Parents and educators must guide young people to develop a sense of personal responsibility over the tools that are, and soon will be, available to them. Emerging technologies are important, but are still secondary to the importance of personal responsibility, self-awareness and the ability to maintain healthy relationships with the people and world around us. 

Technologies are just conduits of information.  While they allow us to communicate, create, help and hurt with increasing ease and speed, the material itself still comes from people.    

Students, therefore, must learn to be master communicators. For many years, we focused on the importance of body language and the adage, "It's not what you say, but how you say it." Now, when so much communication occurs without the elements of visual contact and vocal inflections, we must also focus on replacing them with new ways in which to relay and receive information. The nuances of voice and body language are, at times, absent and a simple e-mail message can easily be misconstrued if not crafted with care.
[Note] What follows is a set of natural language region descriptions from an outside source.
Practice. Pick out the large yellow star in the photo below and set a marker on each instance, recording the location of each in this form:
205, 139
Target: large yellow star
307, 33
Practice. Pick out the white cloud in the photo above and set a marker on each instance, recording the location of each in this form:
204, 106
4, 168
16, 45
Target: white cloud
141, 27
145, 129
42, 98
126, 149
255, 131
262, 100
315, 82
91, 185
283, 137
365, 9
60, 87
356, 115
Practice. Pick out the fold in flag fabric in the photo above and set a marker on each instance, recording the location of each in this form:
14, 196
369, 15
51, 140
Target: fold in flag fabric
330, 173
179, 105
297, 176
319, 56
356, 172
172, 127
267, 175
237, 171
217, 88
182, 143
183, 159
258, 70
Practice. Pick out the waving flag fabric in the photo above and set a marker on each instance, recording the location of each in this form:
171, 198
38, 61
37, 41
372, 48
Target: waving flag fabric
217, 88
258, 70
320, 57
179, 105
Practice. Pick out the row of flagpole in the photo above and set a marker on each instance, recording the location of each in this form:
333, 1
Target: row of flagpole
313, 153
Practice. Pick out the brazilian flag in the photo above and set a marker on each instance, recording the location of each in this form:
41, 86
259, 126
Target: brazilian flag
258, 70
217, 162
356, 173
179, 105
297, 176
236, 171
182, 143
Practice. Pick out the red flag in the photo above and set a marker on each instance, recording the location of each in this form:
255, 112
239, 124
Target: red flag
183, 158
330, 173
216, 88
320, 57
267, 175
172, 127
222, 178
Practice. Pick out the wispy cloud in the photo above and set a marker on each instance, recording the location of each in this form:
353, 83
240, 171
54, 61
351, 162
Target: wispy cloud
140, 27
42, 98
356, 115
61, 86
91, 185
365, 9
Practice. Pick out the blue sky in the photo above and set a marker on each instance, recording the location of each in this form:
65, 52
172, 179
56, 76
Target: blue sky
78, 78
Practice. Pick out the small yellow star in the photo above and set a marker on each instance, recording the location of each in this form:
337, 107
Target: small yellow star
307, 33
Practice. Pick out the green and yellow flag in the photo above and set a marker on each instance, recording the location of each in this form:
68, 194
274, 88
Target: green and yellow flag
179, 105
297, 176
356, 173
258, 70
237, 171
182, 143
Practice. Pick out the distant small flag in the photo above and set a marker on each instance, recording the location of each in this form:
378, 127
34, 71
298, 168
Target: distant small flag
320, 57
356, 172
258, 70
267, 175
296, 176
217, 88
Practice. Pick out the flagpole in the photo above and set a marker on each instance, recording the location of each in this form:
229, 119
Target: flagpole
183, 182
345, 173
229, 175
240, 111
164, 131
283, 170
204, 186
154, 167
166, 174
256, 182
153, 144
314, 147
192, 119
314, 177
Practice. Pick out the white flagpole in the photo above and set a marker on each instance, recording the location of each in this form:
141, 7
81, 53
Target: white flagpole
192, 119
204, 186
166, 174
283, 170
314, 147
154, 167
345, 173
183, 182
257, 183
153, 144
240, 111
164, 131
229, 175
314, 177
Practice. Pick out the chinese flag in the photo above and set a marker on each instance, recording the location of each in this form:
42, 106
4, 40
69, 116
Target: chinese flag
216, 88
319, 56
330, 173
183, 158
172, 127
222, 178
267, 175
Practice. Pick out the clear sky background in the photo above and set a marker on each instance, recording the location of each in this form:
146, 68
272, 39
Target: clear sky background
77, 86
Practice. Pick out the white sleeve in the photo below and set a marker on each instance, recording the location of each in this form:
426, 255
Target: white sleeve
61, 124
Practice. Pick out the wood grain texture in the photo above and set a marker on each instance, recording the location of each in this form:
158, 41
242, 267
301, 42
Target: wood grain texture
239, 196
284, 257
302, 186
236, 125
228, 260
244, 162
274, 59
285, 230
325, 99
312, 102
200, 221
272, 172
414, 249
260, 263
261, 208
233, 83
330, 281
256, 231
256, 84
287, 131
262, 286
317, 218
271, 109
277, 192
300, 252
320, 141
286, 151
Gone are the days in which a specific skill set will serve someone over the course of a career. We all require continuous upgrading, training and re-training in order to remain viable in an ever-chaining work environment.

Today's student must acquire the tools and appreciation for learning that will serve them as they grow into successful adults in the workforce. The habits, skills and attitudes towards learning that young people develop early on will serve them throughout their lives. This means that, in the long run, how they learn might actually be more important than what they learn. In order for us to truly serve these future adults, we must guide them to become the best learners they can. 

Of course, we can't truly know what the future will bring. As it has been said, we are educating many students who will work in jobs that don't even exist yet. We must, however, keep our eyes on emerging trends, and our minds rooted firmly in where our students are going to be.

Adam Gelmon is a Vancouver freelance writer and a teacher at Vancouver Talmud Torah.